LLMs are trained on data with a cutoff date and don't know about your private documents. RAG retrieves relevant context from your documents and includes it in the prompt, enabling the LLM to answer questions about information it was never trained on. This eliminates the need for expensive fine-tuning and provides source attribution for answers.
Can I use RAG with local/open-source models instead of OpenAI?
Absolutely. LangChain supports Ollama for local inference (use ChatOllama and OllamaEmbeddings). You can run Llama 3.3 70B or Mistral locally with zero API costs. For embeddings, nomic-embed-text via Ollama works excellently. This gives you complete data privacy and eliminates ongoing API costs.
What's the best chunk size for document splitting in RAG?
There's no universal answer - it depends on your use case. For technical documentation: 500-1000 characters with 100-200 overlap. For legal documents: 1500-2000 characters (preserve clause context). For chat transcripts: split by turn or timestamp. The key is testing retrieval quality - if answers lack context, increase chunk size; if irrelevant content appears, decrease it.
How do I handle multiple document formats (PDF, Word, HTML)?
LangChain provides specialized loaders: PyPDFLoader for PDFs, UnstructuredWordDocumentLoader for Word, WebBaseLoader for HTML. For production, use UnstructuredFileLoader which auto-detects format.

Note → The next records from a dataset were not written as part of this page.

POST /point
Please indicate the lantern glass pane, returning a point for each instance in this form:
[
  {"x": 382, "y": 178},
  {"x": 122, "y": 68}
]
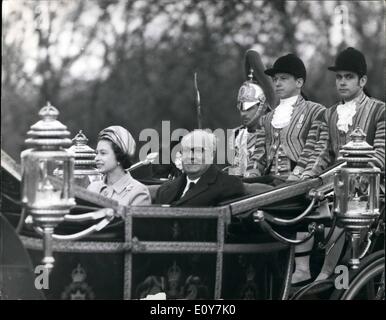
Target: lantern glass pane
[
  {"x": 41, "y": 186},
  {"x": 361, "y": 193}
]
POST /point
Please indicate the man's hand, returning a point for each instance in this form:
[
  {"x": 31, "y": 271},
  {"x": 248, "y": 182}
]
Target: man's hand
[{"x": 292, "y": 177}]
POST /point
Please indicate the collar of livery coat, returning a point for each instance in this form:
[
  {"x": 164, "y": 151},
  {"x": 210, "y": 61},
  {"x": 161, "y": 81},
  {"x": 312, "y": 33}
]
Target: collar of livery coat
[
  {"x": 346, "y": 112},
  {"x": 283, "y": 112}
]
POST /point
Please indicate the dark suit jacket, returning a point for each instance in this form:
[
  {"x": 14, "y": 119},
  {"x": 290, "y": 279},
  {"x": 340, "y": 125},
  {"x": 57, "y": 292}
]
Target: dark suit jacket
[{"x": 213, "y": 187}]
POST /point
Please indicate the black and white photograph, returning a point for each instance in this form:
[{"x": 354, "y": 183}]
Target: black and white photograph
[{"x": 185, "y": 150}]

All loaders return the same Document format, so your RAG pipeline stays consistent regardless of source format.
What's the typical response time and cost for a RAG query?
With OpenAI gpt-4o-mini and text-embedding-3-small: ~1-2 seconds per query, costing ~$0.002 per query (0.5¢ embeddings + 1.5¢ generation for 4 retrieved chunks). With local Llama via Ollama: 2-5 seconds (depending on GPU), $0 per query. For production, add caching (Redis) to reduce embedding costs by 60% for repeated queries.